La députée Christelle Dubos a innové pour ses vœux : à la place d’un seul discours, elle a recueilli les doléances des élus.

AUDE BOILLEY

a.boilley@sudouest.fr

Forcément, à 8 heures du matin, ça piquait un peu. Les élus, plutôt habitués aux réunions publiques, vœux ou autres conseils municipaux nocturnes, étaient dabord décontenancés en recevant l’invitation de Christelle Dubos. La députée de la 12e circonscription de Gironde organisait ses vœux hier à 8 heures à l’Aerocampus de Latresne avec un accueil à partir de… 7 h 30. « Au moment de convenir de la date, je me suis rendu compte que toutes les soirées étaient déjà prises par des cérémonies de vœux. Ne restait donc que le matin. Je me suis dit que, quitte à casser les codes, autant le faire jusqu’au bout. »

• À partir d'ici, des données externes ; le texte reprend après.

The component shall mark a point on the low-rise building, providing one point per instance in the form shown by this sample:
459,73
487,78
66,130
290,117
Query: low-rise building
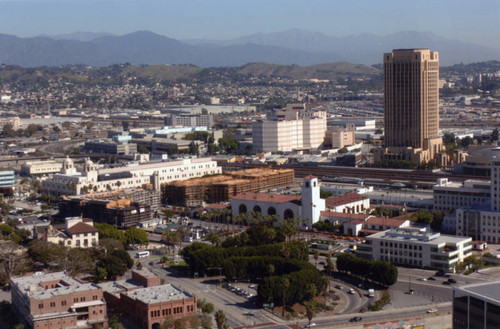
93,179
78,232
149,307
450,195
476,305
57,300
416,247
31,168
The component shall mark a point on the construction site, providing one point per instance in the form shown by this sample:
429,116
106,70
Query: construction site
221,188
120,208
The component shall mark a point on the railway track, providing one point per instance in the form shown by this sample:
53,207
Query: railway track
388,175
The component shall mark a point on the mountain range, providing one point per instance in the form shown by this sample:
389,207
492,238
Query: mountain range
298,47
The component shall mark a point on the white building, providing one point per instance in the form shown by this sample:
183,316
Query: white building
482,221
92,179
31,168
297,130
78,232
309,205
416,247
450,195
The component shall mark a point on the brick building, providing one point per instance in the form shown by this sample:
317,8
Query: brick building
57,300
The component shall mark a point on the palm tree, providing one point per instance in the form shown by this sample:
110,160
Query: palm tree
285,283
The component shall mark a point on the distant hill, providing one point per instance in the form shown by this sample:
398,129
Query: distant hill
329,71
365,48
124,73
299,47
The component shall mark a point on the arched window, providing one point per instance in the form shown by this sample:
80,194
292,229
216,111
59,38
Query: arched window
271,211
288,214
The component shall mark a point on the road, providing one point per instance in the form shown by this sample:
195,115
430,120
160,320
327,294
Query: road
239,310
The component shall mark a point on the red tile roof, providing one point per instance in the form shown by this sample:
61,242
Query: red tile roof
217,206
390,222
81,228
339,200
267,197
335,214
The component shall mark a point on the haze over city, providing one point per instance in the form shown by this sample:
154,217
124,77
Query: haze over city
276,164
470,21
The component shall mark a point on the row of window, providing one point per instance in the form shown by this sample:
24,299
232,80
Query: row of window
170,311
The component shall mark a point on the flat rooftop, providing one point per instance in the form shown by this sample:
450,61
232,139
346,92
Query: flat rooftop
489,291
32,285
118,286
158,294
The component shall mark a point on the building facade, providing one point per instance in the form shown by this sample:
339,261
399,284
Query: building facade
476,306
150,307
298,132
77,233
308,205
31,168
93,179
411,101
416,247
450,195
57,300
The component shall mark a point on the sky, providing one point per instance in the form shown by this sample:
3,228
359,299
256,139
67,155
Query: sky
466,20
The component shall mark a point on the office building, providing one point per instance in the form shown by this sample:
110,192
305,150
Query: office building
416,247
222,188
93,179
481,221
294,130
77,233
411,105
451,195
476,306
150,307
117,146
308,205
57,300
190,120
121,208
31,168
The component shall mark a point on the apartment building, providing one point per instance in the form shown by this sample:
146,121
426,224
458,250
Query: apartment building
451,195
93,179
416,247
57,300
77,233
411,105
476,306
290,132
31,168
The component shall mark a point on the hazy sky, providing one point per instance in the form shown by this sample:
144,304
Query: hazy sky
467,20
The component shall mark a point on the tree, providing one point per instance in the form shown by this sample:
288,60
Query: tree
168,323
135,235
220,319
494,134
13,259
214,238
180,323
316,256
285,284
206,321
194,322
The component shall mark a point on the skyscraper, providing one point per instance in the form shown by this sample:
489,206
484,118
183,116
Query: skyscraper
411,97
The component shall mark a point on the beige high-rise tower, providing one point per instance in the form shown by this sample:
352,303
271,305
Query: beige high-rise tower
411,96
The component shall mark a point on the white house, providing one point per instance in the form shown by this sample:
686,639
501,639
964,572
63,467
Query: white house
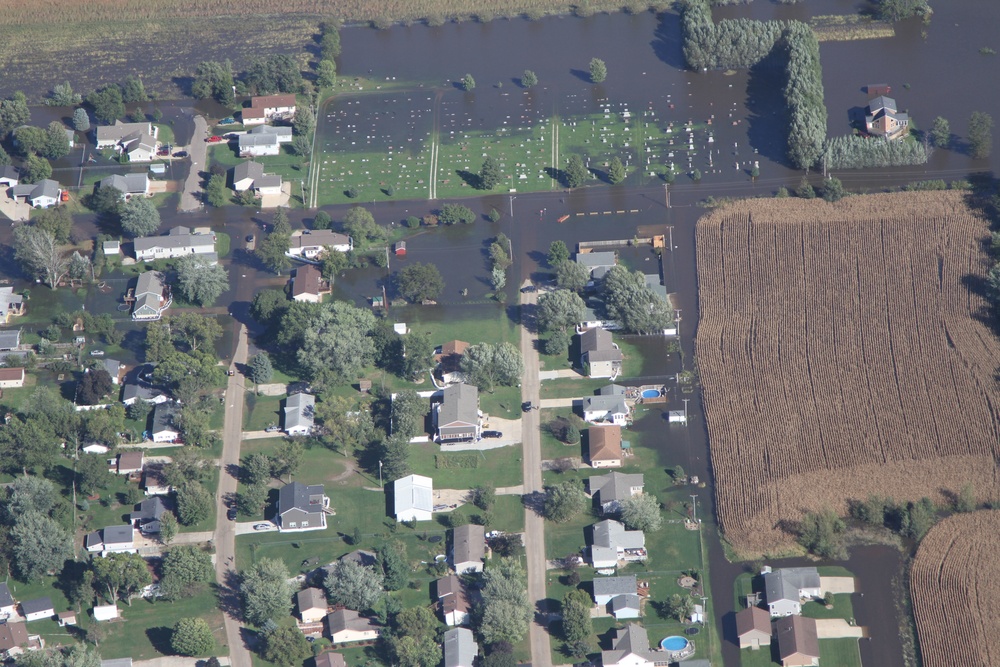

Certains élus s’étaient fait excuser, travaillant ou « trouvant cela trop tôt ». Sur les 156 maires conviés, une trentaine avaient fait le déplacement. Peu l’ont regretté, même si les débats ont surtout concerné les problématiques des première et seconde couronnes de la Métropole. Si le discours inaugural portait forcément sur des explications et justifications de la politique nationale, la seconde partie a conduit à des échanges construits et constructifs.

1 Quelle compensation pour la taxe d’habitation ?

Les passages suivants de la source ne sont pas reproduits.